U.S. Mulls NAFTA Modernization; CCFN Calls for GI Provisions

August 31st, 2017

Any new negotiations on the North American Free Trade Agreement (NAFTA) should include specific due process provisions on geographical indications (GIs) and should safeguard common food and beverage names, in continuation of existing U.S. priorities on the escalating issue of the role of GIs in global food and agricultural trade. That’s the message sent by CCFN in June to the U.S. Administration on NAFTA modernization in filing formal comments and testifying at an inter-agency hearing on the topic.

The first round of negotiations for modernization of the North American Free Trade Agreement (NAFTA) between the U.S., Canada and Mexico took place in Washington, D.C., in mid-August. In mid-July CCFN was pleased to see the U.S. Trade Representative include in its NAFTA summary objectives, “Prevent the undermining of market access for U.S. products through the improper use of a country’s system for protecting or recognizing geographical indications, including failing to ensure transparency and procedural fairness and protecting generic terms.”

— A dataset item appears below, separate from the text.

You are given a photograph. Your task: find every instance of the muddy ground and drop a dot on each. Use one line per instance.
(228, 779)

“CCFN and our allies want nothing more than to be able to enjoy the same rights that other agricultural exporters expect – the right to retain the ability to export our safe products – and to be afforded the same type of intellectual property (IP) system safeguards that are regarded as commonplace for other forms of IP,” said CCFN Senior Director Shawna Morris.

The European Union (EU) has been waging a predatory strategy on GIs that is designed to monopolize commonly used names for many cheeses, wines, meats and other foods, Morris said, including semi-generic, descriptive and traditional terms, even though it is often non-European producers who have built global markets for those products. The EU has already worked to disrupt North American trade in these products through provisions in the soon-to-be-implemented Canada-EU Free Trade Agreement (CETA). Those provisions were created in a manner that entirely bypassed Canada’s intellectual property system, in the process trampling on the rights of Canada’s trading partners.

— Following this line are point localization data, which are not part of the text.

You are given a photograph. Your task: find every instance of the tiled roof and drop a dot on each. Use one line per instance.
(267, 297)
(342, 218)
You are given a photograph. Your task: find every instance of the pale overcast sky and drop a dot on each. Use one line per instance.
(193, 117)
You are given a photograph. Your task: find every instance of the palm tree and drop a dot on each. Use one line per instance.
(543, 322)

On the heels of that, the EU is now involved in FTA expansion negotiations with Mexico and is believed to be pressing Mexico to similarly disregard intellectual property system safeguards and prior trade commitments – to the detriment of both Mexico’s food industry and its trading partners.

Morris directed the Administration to the Trans-Pacific Partnership IP Chapter text on GIs as a positive starting point from which to build further, and also touted the importance of including the Wine and Distilled Spirits Annex, which established parameters for the labeling of products while preserving the ability of regulators to ensure consumer protection.